Functional enrichment analysis

The GO and KEGG databases were used for biological function analysis to investigate the functional roles of differentially expressed genes (DEGs) in miRNA-mRNA networks. Enrichment values of GO terms and KEGG pathways were determined using the hypergeometric test, with q-values adjusted from p-values. A significance threshold was set at q-value <0.01.

PPI network construction and module analysis

The identified DEGs were analyzed to construct a PPI network by mapping them to the STRING database, using a combined score threshold of ≥0.4. Cytoscape was employed to visualize the protein interaction network, while CytoHubba was utilized to predict significant nodes or subnetworks based on topological algorithms. Specifically, the Maximal Clique Centrality (MCC) algorithm was applied to identify hub genes associated with CVS.

WGCNA analysis

Weighted Gene Co-expression Network Analysis (WGCNA) was conducted using the “WGCNA” R package in this study. Key steps included gene filtering, removal of outlier samples, selection of a soft threshold (β), calculating the topological overlap matrix (TOM), module merging, and correlation calculation.

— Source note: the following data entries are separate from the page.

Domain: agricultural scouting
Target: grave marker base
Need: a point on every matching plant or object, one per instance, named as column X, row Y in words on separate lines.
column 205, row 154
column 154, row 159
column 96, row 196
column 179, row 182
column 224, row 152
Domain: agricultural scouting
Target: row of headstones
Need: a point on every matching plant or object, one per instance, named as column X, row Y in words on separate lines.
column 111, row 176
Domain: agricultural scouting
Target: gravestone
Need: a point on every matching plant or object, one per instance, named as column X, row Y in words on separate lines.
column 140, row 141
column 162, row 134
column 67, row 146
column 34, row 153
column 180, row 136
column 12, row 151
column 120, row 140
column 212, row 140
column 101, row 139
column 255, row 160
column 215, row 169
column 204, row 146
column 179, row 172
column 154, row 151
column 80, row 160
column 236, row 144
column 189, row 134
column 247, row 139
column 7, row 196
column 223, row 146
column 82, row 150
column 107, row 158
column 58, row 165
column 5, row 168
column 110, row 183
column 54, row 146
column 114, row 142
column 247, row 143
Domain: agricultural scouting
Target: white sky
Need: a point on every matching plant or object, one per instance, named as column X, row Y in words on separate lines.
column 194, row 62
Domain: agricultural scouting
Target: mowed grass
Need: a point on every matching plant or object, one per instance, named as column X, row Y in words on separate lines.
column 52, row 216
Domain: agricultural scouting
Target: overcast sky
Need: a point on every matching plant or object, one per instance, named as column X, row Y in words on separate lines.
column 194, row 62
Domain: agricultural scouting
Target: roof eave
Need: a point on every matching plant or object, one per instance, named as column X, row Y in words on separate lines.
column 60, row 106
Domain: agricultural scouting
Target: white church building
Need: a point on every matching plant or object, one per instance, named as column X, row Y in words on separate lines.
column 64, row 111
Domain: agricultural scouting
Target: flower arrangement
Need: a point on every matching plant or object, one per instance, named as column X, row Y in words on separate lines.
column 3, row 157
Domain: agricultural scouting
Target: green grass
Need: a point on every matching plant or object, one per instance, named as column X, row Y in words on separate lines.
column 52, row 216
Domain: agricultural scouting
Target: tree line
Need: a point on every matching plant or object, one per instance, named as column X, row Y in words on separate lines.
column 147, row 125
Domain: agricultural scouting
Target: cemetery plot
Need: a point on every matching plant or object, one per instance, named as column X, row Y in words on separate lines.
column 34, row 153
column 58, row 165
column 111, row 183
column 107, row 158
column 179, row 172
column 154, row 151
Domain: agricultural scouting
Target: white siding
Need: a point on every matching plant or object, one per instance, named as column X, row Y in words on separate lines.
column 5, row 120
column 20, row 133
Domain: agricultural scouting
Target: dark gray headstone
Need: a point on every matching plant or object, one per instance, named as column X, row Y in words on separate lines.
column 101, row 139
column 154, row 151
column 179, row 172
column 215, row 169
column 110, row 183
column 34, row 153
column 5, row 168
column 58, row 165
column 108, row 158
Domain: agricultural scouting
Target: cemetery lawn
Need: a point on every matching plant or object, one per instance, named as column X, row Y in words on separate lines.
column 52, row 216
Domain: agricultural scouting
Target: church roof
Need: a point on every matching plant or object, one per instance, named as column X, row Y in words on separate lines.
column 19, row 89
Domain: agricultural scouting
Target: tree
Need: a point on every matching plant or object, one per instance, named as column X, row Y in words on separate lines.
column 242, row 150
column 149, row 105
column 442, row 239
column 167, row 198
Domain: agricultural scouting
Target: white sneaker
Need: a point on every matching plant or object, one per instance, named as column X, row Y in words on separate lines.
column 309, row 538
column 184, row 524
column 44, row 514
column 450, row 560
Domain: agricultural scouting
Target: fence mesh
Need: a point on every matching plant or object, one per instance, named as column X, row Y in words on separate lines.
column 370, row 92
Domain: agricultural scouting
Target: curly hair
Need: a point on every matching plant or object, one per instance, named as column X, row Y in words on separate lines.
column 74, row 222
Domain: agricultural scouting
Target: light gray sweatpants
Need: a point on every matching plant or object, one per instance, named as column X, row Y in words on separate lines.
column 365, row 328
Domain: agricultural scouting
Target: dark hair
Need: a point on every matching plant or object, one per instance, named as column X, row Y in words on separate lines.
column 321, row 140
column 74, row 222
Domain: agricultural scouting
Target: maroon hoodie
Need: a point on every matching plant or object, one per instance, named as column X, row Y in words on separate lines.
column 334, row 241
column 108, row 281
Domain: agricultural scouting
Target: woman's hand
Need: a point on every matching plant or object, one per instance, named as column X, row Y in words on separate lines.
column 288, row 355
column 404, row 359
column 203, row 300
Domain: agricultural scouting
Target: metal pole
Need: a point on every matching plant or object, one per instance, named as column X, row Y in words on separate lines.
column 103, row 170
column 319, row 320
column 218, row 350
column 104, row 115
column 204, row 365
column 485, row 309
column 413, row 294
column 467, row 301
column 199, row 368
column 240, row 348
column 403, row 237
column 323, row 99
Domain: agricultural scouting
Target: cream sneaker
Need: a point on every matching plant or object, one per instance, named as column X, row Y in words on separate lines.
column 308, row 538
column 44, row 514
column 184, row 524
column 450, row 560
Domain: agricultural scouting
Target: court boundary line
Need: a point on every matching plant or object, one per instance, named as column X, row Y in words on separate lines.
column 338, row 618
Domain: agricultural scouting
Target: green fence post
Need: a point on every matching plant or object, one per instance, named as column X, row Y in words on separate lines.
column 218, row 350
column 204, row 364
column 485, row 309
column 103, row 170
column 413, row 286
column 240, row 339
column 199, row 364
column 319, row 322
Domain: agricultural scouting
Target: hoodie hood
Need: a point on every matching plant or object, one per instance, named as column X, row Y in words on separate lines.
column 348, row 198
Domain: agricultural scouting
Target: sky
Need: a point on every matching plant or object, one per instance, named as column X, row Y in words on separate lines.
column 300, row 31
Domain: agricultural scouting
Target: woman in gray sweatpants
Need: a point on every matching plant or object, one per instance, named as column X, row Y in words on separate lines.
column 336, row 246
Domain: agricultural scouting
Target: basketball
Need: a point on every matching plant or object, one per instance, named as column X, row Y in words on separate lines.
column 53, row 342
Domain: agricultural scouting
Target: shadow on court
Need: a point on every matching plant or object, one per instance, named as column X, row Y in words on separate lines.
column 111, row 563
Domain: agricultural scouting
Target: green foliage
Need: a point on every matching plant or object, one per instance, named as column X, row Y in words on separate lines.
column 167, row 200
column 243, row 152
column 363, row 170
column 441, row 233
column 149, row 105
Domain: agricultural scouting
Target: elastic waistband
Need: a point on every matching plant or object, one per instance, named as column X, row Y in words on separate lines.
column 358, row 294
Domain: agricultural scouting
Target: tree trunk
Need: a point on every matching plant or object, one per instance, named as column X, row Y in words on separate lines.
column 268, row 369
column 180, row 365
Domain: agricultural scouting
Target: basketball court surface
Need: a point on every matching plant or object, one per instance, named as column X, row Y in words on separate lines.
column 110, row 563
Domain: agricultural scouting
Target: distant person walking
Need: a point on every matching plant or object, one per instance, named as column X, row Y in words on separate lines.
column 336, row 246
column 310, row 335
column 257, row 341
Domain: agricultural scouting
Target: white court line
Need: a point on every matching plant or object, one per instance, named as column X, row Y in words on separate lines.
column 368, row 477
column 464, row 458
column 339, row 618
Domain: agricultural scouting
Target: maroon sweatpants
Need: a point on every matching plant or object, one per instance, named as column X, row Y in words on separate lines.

During the WGCNA process, important parameters such as minModuleSize were set to 30 and MEDissThres to 0.25. Gene modules related to CVS were identified based on correlation and p-values between sample information and module eigengenes (ME). Key genes associated with CVS were selected based on the following criteria: cor. Gene GS > 0.6 and cor.gene MM > 0.7.

Screening for miRNAs related to CVS

The miRNA dataset (GSE165698) comprised 136 samples from patients with cerebral hemorrhage, including 56 with CVS, 64 without CVS, and 16 healthy controls. Comparing samples with and without CVS, we identified 19 differentially expressed miRNAs. Among these, 11 miRNAs showed higher expression in the non-vasospasm samples, while 8 miRNAs exhibited higher expression in the vasospasm samples (Supplementary Table S6).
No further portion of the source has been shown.